If the left keeping misreading the zeitgeist, the trends show the far right and radical right will win. The middles classes dominate demographic support for the Continental Greens who love the sound of radicalism except when they must pay the price. They become part of the establishment or are just plain ineffective. That is not a coalition of voters which will deliver the radical change needed and have sufficient influence among the population that power is a realistic process.

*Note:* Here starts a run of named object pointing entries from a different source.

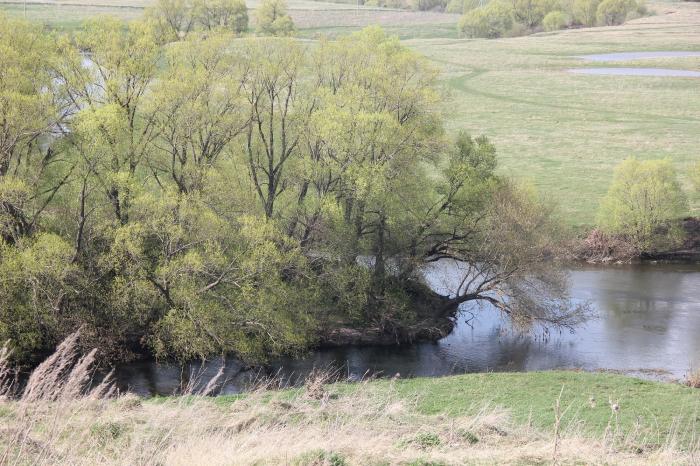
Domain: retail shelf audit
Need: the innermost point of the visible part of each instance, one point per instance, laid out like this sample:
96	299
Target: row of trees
220	194
500	18
645	203
175	19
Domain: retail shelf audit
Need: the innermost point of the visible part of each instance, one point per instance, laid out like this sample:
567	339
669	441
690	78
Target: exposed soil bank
434	321
599	248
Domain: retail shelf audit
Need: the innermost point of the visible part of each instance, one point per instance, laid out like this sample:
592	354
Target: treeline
642	212
219	194
501	18
174	19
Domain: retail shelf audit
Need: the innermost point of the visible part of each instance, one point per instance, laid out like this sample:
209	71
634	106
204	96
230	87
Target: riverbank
600	248
469	419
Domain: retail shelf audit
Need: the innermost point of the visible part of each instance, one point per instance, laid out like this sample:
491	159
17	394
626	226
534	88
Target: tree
272	18
491	21
614	12
231	15
585	11
32	110
643	202
554	21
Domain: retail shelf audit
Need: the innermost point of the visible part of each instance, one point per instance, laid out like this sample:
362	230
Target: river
647	324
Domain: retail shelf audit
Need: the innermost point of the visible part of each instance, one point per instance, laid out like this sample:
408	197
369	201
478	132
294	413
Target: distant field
563	131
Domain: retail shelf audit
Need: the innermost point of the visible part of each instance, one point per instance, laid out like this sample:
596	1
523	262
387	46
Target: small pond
627	56
664	72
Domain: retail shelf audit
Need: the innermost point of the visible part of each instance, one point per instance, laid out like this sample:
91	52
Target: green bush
530	13
320	458
428	5
584	12
643	204
554	21
614	12
490	21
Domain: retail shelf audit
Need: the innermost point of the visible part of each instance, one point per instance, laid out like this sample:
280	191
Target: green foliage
530	13
427	440
643	202
212	196
614	12
491	21
428	5
555	20
695	176
320	458
272	18
585	11
174	19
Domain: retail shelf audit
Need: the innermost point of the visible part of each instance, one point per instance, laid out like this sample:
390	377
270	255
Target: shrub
273	20
554	21
693	379
643	203
427	440
531	12
320	458
614	12
490	21
584	11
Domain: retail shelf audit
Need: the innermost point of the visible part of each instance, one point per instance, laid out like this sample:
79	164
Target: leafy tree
231	15
613	12
585	11
272	18
642	203
491	21
554	20
531	12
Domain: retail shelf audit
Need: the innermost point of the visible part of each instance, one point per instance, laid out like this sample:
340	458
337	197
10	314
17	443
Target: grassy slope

There are positives, however, about having Greens leveraging influence because of their strong performance. The Greens can push Labour in building more council houses and investing more boldly in the economy. Rachel Reeves will not fuel a housing construction boom by relying on private sector investment. Thereby, the cost-of-living crisis will not resolve itself hurting Labour's prospects in the net General Election.

Green co-leader Adrian Ramsay, to the contrary, has given Labour early ammunition by opposing a 100-mile-long wind farm corridor distributing clean energy from offshore renewable energy sources. Labour is decarbonising the electricity grid while Green NIMBYism opposes such developments.

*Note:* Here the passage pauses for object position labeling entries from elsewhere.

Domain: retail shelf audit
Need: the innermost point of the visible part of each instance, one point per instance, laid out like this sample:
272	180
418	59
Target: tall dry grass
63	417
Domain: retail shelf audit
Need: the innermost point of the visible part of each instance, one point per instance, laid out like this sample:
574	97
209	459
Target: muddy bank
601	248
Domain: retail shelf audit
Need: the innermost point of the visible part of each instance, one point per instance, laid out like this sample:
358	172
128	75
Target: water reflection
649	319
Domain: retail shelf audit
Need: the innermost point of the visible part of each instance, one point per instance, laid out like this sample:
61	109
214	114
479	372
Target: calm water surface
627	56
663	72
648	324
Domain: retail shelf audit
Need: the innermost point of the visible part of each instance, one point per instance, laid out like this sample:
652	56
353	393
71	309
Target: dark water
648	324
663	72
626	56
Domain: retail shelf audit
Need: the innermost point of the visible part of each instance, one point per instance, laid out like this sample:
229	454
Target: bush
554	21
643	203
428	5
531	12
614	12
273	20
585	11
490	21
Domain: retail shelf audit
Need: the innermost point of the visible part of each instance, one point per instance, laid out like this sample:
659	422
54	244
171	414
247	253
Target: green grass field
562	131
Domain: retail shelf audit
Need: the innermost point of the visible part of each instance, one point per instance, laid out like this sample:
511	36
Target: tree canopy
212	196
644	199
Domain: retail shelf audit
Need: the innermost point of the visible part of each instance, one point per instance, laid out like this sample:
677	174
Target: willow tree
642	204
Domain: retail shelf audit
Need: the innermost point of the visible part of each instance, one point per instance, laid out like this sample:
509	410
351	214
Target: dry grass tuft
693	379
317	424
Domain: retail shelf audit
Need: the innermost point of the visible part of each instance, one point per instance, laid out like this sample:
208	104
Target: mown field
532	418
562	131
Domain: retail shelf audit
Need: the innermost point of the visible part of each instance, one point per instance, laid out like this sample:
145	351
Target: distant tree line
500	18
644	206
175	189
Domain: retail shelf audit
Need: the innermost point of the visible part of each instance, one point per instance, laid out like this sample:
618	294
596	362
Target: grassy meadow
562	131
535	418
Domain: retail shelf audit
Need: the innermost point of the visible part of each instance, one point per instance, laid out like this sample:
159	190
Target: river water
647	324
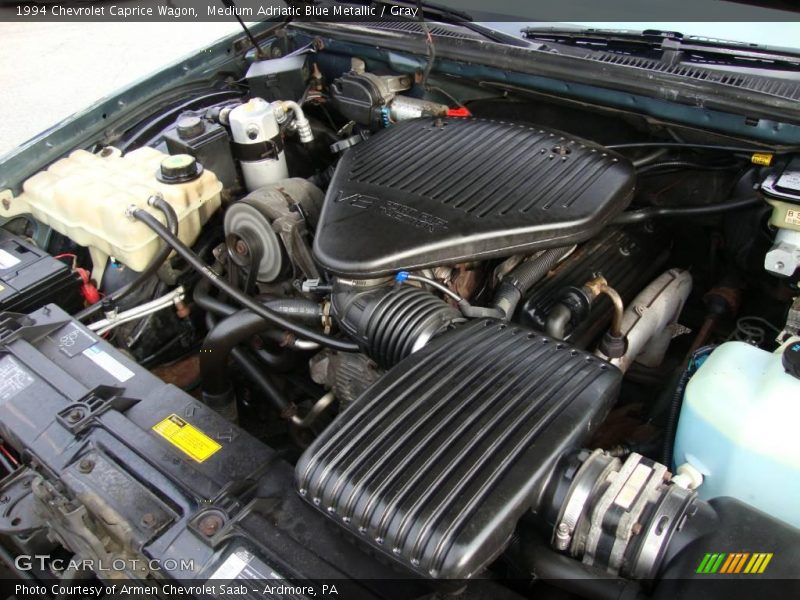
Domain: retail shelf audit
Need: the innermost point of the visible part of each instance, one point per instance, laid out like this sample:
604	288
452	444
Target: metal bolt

There are already hints of neoliberal regressivism within Labour's agenda. Rachel Reeves has stated there is a lack of money in the treasury, suggesting little room for investment. This is the economically illiterate nonsense posed by Labour's fiscal rules, which the New Realist wholeheartedly condemned. The new Secretary of State for Health and Social Care, Wes Streeting, is being advised by the chief architect of the NHS PFI scheme, Alan Milburn, suggesting that the private sector and consumer choice will be paramount in sorting out the NHS.

On more positive news, though, Labour scrapped the Rwanda scheme, set up a sovereign wealth fund, ended the de facto ban of onshore wind farms, started recruitment schemes for teachers, and ended the UK's obstructing ICC arrest warrants for Benjamin Netanyahu and Yoav Gallant. Overall, Labour has made a proactive start to government, showing it means business.

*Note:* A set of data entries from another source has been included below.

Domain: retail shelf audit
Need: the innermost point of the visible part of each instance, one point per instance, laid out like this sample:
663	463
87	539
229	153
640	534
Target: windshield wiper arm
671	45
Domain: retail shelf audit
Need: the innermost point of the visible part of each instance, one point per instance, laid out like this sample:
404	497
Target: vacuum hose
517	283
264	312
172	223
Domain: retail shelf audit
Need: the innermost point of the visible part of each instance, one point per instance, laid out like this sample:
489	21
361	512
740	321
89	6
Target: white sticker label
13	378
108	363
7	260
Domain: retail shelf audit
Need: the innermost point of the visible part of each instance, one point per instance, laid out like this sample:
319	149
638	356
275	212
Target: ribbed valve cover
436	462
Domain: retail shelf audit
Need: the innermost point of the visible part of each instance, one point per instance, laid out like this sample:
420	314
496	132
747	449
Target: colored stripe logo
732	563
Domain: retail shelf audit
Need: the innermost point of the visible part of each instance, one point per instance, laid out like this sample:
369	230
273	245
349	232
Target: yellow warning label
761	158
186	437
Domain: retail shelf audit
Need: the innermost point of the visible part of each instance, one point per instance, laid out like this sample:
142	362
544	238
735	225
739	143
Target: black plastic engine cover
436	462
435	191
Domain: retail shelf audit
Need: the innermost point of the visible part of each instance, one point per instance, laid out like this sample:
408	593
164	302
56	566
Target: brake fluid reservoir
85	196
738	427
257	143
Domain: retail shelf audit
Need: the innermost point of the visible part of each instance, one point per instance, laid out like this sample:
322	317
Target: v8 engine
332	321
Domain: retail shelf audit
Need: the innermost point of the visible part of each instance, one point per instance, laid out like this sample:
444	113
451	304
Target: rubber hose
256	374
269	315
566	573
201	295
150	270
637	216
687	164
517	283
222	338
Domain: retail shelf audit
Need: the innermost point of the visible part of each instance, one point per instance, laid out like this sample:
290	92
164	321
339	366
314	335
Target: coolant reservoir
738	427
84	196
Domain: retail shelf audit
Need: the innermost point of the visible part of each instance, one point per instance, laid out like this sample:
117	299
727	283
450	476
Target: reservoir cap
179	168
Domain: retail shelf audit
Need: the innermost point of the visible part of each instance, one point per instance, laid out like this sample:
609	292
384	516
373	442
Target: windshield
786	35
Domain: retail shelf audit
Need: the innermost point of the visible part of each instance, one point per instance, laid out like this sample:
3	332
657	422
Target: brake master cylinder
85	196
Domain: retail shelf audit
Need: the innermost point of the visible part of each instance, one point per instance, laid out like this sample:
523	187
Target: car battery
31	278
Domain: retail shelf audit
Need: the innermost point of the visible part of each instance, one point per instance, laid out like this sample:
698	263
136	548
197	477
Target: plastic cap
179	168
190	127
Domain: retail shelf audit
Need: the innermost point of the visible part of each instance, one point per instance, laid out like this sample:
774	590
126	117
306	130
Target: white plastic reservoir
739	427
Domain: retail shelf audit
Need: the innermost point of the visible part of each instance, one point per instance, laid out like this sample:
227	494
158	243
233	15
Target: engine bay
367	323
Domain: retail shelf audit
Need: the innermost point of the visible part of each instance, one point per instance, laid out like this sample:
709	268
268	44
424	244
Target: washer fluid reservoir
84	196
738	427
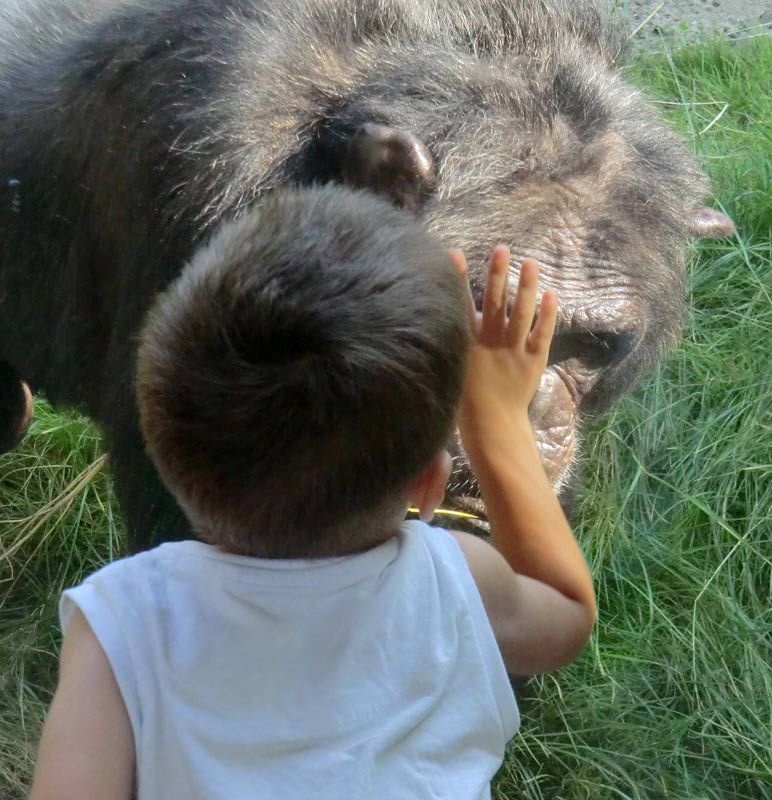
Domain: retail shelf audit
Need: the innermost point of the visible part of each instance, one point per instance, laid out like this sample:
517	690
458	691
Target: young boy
296	393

Social Democratic Workers Party

The New Realist advocates for a new hypothetical party/organisation of the left combing Labour's ruthless pragmatism with economically progressive and socialist policies.

After the New Realist's endorsement of tactical voting, we proposed the establishment of a new political force on the left, effectively synthesising aspects of the Green Party and the Workers Party into a single cohesive platform. The premise is a pragmatic orientated radical party of the left, which not only is electorally savvy like the Nouveau Front Populaire, but also demonstrating that Britain is governable on a radical social democratic platform.

The Social Democratic Workers Party is the name of this platform, so far. The objective of this organisation would be organising the working classes, petite bourgeoisie, and the middle classes into a cohesive electoral coalition promoting an emergent bottom-up mutualism while advocating for a gradualist top-down political program for advancing this new mutualist/socialist movement.

The early socialists will inspire its modus operandi. The old social democratic parties had working class support but there was little to no suffrage for workers, whereas today the opposite is true. Socialists must attract the metaphorically disenfranchised, rather than the disenfranchised. Only by making a positive impact in the day-to-day lives of workers through mutual aid, mutual credit, showcasing the strength of worker solidarity, and giving the deprived a cause greater than themselves will the electorate see the benefit of social democracy - a moderate and gradualist implementation of socialism - to their lives.

Karl Marx and the socialists, whether Marxist or not, became successful through organisation, not writing for newspapers. Praxis is applied theory. The New Realist aims to showcase what praxis can look like, but for real change to occur, organisation and the execution of plans is paramount. That's where the "Social Democratic Workers Party" comes in.